Предполагающая смерть, или Осень потерянных смыслов. Окончание
ОКОНЧАНИЕ. НАЧАЛО ЗДЕСЬ
К 40-летию со дня смерти Леонида Ильича Брежнева и его Эпохи...
История настоящей романтики — не моя история (в отличие от признанных творцов криминального прошлого). Учитывая, что пишу не роман минувшего. А неотъемлемую конфликтную часть современности. Зеркально отражающую нестерпимую зрачкам, привыкшим к темноте, ярко-светлую лазурь небосвода. Равно как замшелую грязь жизненных ухабов и луж.
И я уверен, что не смогу предостеречь такого же ухаря, каким когда-то был сам, – задача не в том. Ухарь обожжётся и осядет, это как пить дать.
Даже не собираюсь соблазнять читателя дешёвым потребительским чтивом, рассчитанным на всеведущих простаков. Этого, сознаюсь, не умею. Да и цену не смогу справедливо рассчитать.
Задача — сконцентрировать совокупную стоимость релевантных понятий. Выходящих, преодолевающих значимо-видимые пределы. Соприкасающиеся со свободой выбора как свободой вероисповедания. Так же и свободой достижения собственной истины. Где дело обстоит намного сложней, чем может показаться на первый взгляд.
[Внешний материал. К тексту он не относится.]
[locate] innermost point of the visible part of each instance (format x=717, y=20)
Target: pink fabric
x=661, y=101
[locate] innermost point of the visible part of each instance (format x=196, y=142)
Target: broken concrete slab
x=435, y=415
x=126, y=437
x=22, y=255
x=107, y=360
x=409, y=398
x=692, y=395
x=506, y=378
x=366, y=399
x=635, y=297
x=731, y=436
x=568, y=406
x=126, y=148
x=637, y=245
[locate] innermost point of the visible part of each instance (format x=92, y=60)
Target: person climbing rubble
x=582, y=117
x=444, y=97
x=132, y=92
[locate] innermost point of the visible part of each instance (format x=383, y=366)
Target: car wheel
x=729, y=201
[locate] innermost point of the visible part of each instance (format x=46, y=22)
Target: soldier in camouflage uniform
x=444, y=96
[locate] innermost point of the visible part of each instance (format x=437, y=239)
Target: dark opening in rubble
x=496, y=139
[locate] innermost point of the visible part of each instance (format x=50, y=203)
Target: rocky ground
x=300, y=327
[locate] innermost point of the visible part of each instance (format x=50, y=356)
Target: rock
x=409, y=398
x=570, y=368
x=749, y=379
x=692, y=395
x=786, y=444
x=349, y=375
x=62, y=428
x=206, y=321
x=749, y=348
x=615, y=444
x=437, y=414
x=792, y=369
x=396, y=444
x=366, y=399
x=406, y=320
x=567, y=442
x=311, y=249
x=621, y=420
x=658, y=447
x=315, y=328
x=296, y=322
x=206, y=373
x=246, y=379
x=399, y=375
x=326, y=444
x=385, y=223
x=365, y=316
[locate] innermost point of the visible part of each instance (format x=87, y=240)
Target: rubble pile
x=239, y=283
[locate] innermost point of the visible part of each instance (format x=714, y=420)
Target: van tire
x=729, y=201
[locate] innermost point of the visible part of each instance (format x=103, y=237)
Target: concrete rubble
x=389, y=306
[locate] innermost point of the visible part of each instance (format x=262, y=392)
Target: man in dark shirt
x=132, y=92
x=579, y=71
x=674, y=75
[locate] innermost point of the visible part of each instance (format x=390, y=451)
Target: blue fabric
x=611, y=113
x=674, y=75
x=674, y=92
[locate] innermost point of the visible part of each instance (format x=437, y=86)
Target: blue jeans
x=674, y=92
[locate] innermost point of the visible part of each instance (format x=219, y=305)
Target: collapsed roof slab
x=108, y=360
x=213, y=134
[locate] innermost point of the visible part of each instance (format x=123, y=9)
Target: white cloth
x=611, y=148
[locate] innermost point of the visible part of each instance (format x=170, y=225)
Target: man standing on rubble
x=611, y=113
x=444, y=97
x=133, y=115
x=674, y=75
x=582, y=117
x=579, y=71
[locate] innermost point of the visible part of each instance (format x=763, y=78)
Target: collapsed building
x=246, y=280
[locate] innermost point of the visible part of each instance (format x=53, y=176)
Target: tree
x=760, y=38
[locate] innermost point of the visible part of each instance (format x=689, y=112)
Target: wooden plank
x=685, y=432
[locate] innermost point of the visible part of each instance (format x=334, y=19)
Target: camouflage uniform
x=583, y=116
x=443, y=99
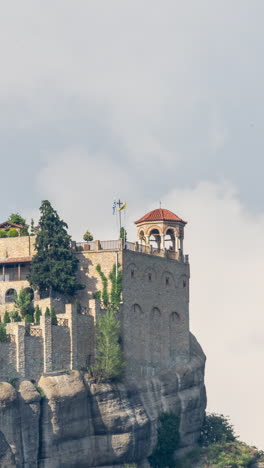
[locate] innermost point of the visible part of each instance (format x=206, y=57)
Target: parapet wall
x=33, y=350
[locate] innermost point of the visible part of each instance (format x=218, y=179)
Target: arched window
x=10, y=295
x=170, y=243
x=174, y=332
x=155, y=336
x=155, y=238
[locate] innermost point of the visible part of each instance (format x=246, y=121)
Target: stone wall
x=17, y=247
x=61, y=348
x=155, y=317
x=8, y=361
x=87, y=274
x=34, y=359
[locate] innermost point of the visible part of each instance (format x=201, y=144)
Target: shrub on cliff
x=23, y=303
x=216, y=429
x=37, y=315
x=54, y=266
x=6, y=317
x=15, y=317
x=109, y=362
x=53, y=315
x=3, y=335
x=87, y=237
x=12, y=232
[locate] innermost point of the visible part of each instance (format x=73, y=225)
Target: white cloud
x=225, y=242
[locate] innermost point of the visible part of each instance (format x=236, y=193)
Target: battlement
x=32, y=350
x=154, y=315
Да, хотелось бы искромсать-изничтожить настоящее. Чтобы остаться только в прошлом – либо только в будущем.
Это мечта, не исполнимая «простым смертным». Подразумевая под «простым» то, что представляю из себя сегодня: жалкое больное бездарное зрелище из неудавшихся попыток возместить переливающуюся через край повседневность безвозвратно ушедшего лета. Любовь, молодость, ветер перемен, счастье, честь, дружба… зачем? Ещё раз — зачем? зачем?!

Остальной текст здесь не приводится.